The typewheel has three rows of characters, positioned by two shift keys, one for capitals and one for figures. A rear mounted hammer strikes the paper against the ribbon and type wheel. A side mounted lever locks the wheel in the raised position to print all numbers and symbols. The machine appears to type well, but the ribbon is dried out. Only one of the two ribbon covers is present - otherwise, the machine is complete and in very good condition. The several decals are in fine condition. The original fitted case is present, but it's curved wooden top is in very poor condition.
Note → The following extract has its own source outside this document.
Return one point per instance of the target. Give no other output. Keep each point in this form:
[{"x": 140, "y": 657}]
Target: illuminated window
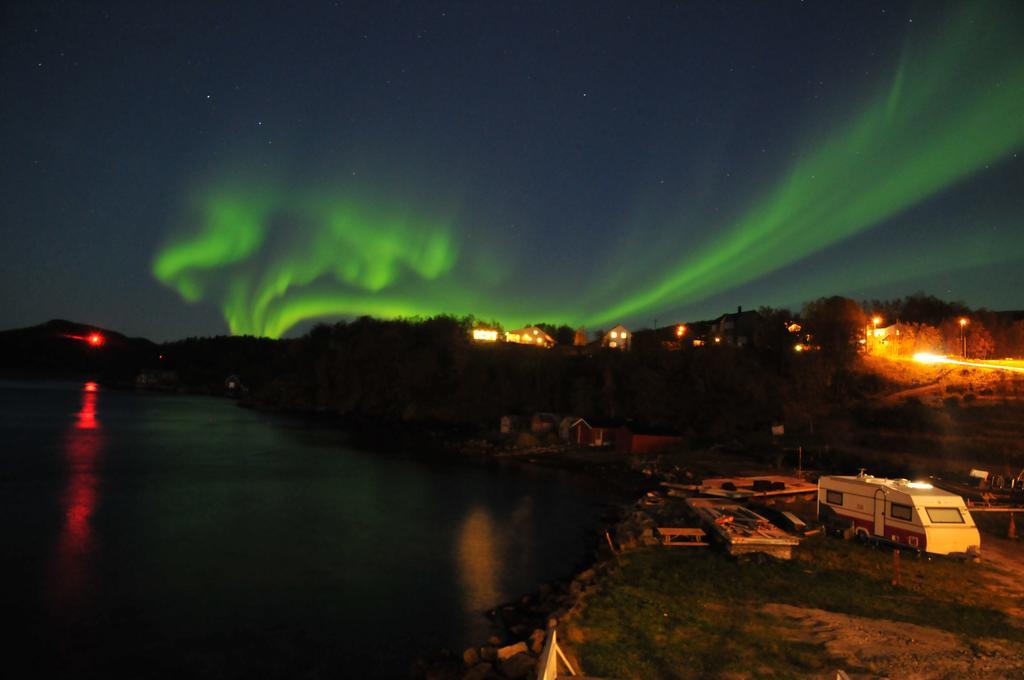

Richard Uhlig, a prolific inventor of typewriter mechanisms, from College Point, NY, filed for a patent on this machine Nov 14, 1896. The patent, granted a year later, on Nov 16, 1897, covers the unique method of operating the type wheel as well as the carriage movement. The No. 6 seems to be the only real production model of the Commercial Visible, and differs from the original patent in having a direct acting, rear mounted hammer which strikes the paper against the ribbon and printwheel. The prototype had an impression hammer with spring return that was acted upon by a pivoting hammer. Also, the patent specifies an automatic ribbon feed and ribbon reels mounted perpendicularly to the carriage movement. The No. 6 has a manual ribbon feed. Production of the No. 6 began in 1901 and lasted only a short time, with few machines being made.